Contrôlons le gouvernement plutôt que les chômeurs

Par Sabina Issehnane, économiste atterrée.

Après les déclarations de François Rebsamen, ministre du Travail, sur la nécessité de contrôler les chômeurs, le rapport sur l’expérimentation dédiée au contrôle des demandeurs d’emploi vient d’être rendu public. Ce rapport, qui n’a aucune vocation scientifique, montre des résultats qui ne peuvent être utilisés qu’avec prudence, comme l’affirme aujourd’hui le directeur de Pôle emploi. Pourtant, pendant près d’une semaine, a résonné sur toutes les ondes un résultat erroné, selon lequel un chômeur sur cinq ne recherchait pas un emploi.

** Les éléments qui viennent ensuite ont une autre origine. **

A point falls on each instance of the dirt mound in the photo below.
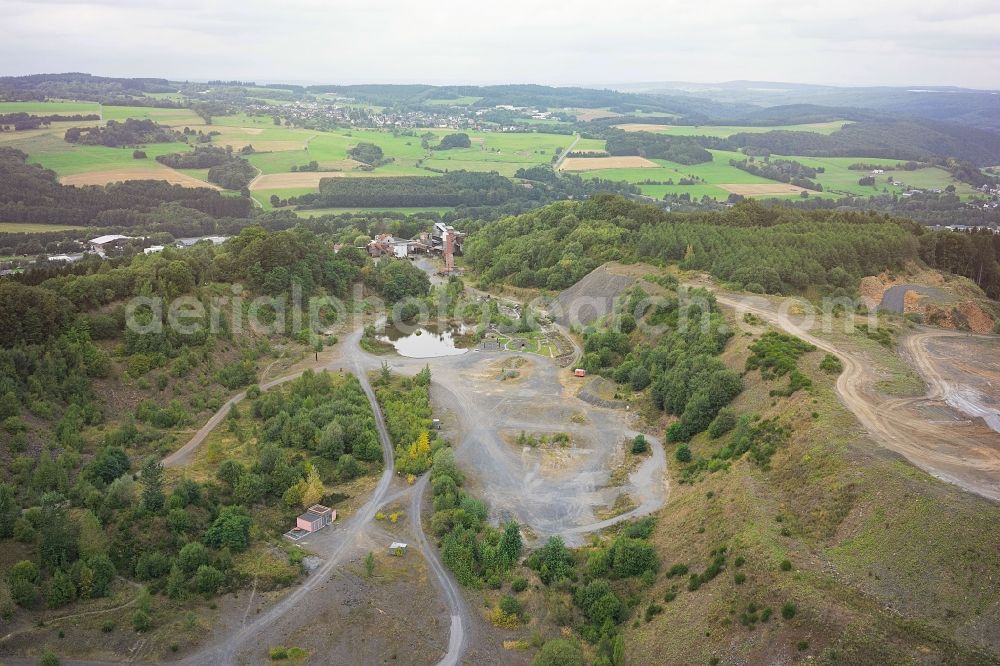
(616, 162)
(591, 298)
(871, 289)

Rappelons que, depuis début 2014, Pôle emploi a mis en place une nouvelle offre de service qui distingue trois types d’accompagnement, selon les besoins du demandeur d’emploi : « renforcé », « guidé », « suivi ». Un conseiller suit ainsi en moyenne 181 demandeurs d’emploi en portefeuille « suivi », 108 demandeurs d’emploi pour un portefeuille « guidé », et 56 demandeurs d’emploi pour l’accompagnement « renforcé ». Derrière ces moyennes, se cachent d’importantes disparités, notamment territoriales : un conseiller peut être amené à suivre plus de 400 personnes.
En 2013, Pôle emploi déclare que le contrôle pour insuffisance de recherche d’emploi a conduit à environ 1 175 chômeurs radiés par mois. On peut donc s’interroger, dans ces conditions, sur l’utilité de créer des équipes de contrôle de la recherche d’emploi…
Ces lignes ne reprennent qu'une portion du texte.